OK... I don't have very complicated problems but the simpler I try to accomplish something, the more complicated it seems to get.

I have an 04 GTO that I am trying to get a little better gas mileage and performance out of without spending too much money. I have a LIKE TO DO list but no money to match so I put a K&N CAI on the car last week and honestly, I can't tell much difference in any range. Frankly, I can't even HEAR the difference. I haven't calculated it yet, but I don't know if my gas mileage improved by 1 mpg even (and that is all I would expect at most) SO I ordered an AIR RAID throttle body spacer because it sounded like a good combo with the CAI.

As an afterthought, I emailed the K&N tech and told him about my intention to add the spacer. He wrote back and said that they don't suggest it and it will void the million mile warranty (OK) and that the spacers cause movement in the mounting (??)

Anybody ever heard of this or had problems with this combo before? You learn something everyday but somehow this sounds kind of cheesy.:confused


----------



## AlanSr (Jan 4, 2008)

I've heard they are a waste on fuel injection engines.
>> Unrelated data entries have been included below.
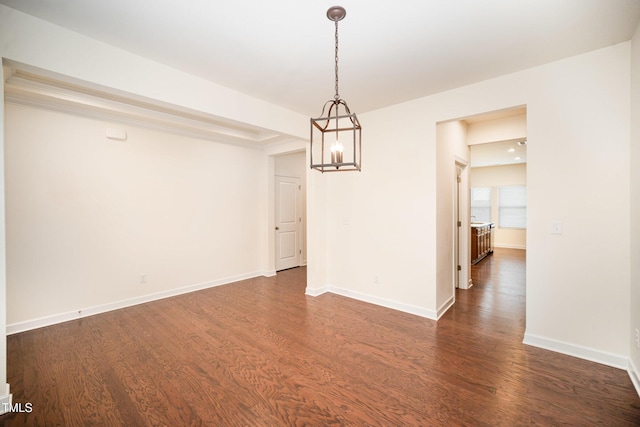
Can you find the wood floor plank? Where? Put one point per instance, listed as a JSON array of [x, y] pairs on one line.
[[261, 353]]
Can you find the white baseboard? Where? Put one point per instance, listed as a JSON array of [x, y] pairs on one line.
[[27, 325], [316, 291], [5, 400], [499, 245], [446, 306], [634, 374], [593, 355], [394, 305]]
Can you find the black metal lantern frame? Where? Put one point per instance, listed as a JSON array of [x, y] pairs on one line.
[[336, 138], [338, 126]]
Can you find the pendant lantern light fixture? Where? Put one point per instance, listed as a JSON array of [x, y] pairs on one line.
[[336, 136]]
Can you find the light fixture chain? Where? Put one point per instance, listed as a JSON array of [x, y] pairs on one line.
[[337, 95]]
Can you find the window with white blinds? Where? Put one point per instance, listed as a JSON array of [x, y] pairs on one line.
[[481, 204], [512, 207]]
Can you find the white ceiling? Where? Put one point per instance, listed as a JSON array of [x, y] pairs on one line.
[[282, 50]]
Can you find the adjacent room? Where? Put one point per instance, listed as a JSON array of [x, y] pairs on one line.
[[193, 235]]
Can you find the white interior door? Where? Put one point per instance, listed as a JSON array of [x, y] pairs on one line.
[[288, 222]]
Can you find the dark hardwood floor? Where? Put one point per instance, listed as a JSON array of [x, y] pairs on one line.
[[261, 353]]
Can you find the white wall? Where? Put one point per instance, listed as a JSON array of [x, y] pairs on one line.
[[494, 177], [578, 125], [635, 205], [5, 394], [86, 216]]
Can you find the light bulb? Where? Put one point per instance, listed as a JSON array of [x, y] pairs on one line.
[[336, 152]]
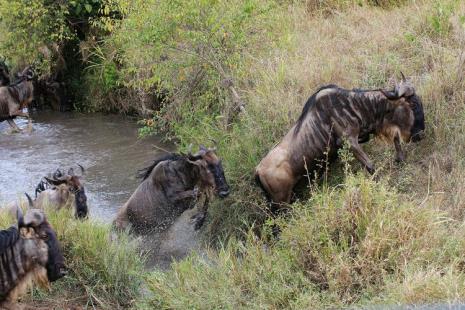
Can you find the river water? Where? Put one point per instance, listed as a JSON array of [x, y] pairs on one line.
[[106, 145]]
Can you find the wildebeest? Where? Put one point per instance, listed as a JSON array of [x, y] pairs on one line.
[[15, 97], [332, 115], [171, 185], [29, 252], [4, 73], [62, 190]]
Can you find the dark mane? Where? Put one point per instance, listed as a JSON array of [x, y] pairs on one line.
[[18, 90], [8, 237], [310, 102], [145, 172]]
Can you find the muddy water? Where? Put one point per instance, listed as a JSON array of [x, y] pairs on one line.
[[106, 145]]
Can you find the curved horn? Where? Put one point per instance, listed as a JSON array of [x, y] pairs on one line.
[[29, 199], [34, 217], [56, 181], [82, 169], [403, 76]]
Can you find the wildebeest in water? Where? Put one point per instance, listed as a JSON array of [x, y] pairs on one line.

I called Vararam before I bought my new CAI and they said don't get one.....and they sell them....


----------



## jpalamar (Jul 22, 2008)

The don't do anything.


----------



## Stang Eater (Oct 6, 2009)

I also got the CAI and throttle body combo. I bought a Volant CAI on eBay for 50 bux. I instantly noticed a little more pull as for some reason before I had it, my gto would barely peel out from a dig, and now it wont stop. But I also took off my mufflers and turned my 05 GTO's exhaust into straight pipes and added a Diablo handheld tuner. Definitely can feel a major difference. I haven't received the TBS(throttle body spacer) yet, but it is an air raid and was free(originally 106 bucks). I do not know if it will make a difference, although I know it will not be a noticeable one if any. I assume with my slight modifications it will add a very minimal amount of power though.


----------